# Please help! Having .JAR issues!!



## Lolli6922 (Mar 26, 2017)

I have a Mac- Mini running on OS X Yosemite version 10.10.5
I have never had any issues whatsoever until yesterday. I suddenly cannot open any .Jar files!
When attempting to open Example.jar- I am prompted with: 

*"The Java JAR file “Example.Launcher.jar” could not be launched.
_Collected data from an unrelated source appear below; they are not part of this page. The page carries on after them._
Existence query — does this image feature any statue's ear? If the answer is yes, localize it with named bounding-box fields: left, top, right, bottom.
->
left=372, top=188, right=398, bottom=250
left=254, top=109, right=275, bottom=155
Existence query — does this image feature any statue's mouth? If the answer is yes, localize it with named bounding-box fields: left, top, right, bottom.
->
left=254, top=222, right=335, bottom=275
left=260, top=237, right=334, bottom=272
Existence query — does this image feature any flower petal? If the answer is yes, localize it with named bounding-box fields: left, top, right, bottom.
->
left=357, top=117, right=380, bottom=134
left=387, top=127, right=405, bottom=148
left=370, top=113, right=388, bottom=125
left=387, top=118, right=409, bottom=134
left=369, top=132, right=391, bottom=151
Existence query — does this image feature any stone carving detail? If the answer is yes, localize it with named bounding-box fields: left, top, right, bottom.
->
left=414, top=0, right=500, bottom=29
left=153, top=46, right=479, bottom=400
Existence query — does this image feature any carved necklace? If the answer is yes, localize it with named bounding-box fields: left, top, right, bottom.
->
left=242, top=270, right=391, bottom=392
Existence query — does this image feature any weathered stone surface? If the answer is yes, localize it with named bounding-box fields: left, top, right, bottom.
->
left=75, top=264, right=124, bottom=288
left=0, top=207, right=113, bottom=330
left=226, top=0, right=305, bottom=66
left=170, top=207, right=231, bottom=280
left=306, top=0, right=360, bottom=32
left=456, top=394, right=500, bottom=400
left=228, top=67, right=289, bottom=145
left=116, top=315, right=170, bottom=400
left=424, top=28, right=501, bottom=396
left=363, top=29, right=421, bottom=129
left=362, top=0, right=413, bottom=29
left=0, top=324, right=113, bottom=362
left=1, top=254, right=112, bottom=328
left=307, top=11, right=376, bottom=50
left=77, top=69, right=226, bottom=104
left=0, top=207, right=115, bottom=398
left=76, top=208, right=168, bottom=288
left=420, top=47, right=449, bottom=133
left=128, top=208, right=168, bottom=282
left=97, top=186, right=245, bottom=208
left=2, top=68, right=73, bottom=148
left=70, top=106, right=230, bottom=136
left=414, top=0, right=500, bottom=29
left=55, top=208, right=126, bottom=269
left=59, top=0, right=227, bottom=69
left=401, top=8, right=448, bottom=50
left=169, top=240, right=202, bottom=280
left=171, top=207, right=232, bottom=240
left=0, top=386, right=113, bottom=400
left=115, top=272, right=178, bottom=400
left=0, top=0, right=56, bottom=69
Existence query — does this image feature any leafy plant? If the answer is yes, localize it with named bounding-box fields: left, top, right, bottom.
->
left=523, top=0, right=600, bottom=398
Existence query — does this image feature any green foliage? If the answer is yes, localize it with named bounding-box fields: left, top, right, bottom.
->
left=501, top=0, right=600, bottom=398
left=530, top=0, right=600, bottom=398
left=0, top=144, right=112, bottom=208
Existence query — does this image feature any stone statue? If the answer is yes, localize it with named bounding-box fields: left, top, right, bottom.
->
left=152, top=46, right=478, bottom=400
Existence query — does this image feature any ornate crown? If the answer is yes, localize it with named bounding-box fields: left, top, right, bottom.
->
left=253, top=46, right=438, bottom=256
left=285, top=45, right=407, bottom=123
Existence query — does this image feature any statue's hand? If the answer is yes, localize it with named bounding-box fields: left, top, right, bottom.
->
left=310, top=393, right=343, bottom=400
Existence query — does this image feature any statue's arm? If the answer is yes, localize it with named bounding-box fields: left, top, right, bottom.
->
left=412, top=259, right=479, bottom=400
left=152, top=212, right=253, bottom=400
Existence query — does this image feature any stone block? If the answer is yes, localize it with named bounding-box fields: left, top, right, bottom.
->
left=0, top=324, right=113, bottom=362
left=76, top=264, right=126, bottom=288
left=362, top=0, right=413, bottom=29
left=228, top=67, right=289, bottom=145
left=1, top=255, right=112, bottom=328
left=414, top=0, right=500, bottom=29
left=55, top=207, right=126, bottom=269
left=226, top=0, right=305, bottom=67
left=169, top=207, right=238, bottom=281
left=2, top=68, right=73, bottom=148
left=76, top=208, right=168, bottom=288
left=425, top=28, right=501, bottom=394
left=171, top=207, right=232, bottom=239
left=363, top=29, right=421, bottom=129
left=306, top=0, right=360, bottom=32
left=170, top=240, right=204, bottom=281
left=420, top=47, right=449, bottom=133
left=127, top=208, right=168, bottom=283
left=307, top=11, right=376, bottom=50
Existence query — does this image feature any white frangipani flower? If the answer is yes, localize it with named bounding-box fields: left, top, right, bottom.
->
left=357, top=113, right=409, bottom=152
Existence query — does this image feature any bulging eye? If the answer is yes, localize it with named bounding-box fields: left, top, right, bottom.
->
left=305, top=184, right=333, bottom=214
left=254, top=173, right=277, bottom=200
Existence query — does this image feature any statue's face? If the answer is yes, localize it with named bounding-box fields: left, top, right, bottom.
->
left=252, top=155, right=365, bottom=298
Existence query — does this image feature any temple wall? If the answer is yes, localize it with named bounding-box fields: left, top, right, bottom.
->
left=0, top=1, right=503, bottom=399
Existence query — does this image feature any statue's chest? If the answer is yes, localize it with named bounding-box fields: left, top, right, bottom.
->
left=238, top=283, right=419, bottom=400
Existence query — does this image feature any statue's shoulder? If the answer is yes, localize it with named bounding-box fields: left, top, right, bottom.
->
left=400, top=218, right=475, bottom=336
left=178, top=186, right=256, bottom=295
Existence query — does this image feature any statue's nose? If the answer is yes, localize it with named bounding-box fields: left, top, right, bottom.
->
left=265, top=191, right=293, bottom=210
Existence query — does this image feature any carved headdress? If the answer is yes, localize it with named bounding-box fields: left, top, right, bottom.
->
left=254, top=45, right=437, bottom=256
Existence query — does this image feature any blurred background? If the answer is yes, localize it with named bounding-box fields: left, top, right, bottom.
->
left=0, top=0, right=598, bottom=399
Check the Console for possible error messages.
*
I proceeded to ensure my Java is up to date (Currently running Java 8) I uninstalled both Java and example.jar several times.

Console Error messages:
Opened Console, cleared the messages to get a fresh and accurate error message:
In my System.log-
*Mar 25 10:03:48 Mac-mini-2.local coreduetd[74]: CoreData: error: (1555) UNIQUE constraint failed: ZCDDMSTRINGATTRIBUTE.Z_PK
Mar 25 10:03:48 -Mac-mini-2.local coreduetd[74]: Core Data: error: -executeRequest: encountered exception = error during SQL execution : UNIQUE constraint failed: ZCDDMSTRINGATTRIBUTE.Z_PK with userInfo = {
NSFilePath = "/var/db/CoreDuet/coreduetd.db";
NSSQLiteErrorDomain = 1555;
*
I then attempted to run my .JAR file via the Terminal and received the following message:
*"No such file or directoy"*

I am assuming this message from Terminal is due to the inability to open my .JAR for it's initial run- to install. 
I have run similar programs in the past, without any issues until yesterday.
Does anyone know what Core Data: Error (1555) is?Why would my Mac suddenly not open a .JAR after working great for months!? 
I have been working on this for about 18 hours and I have no idea what else to do. 
Please help! 

Note- Please be kind and speak to me in layman's terms :facepalm:


----------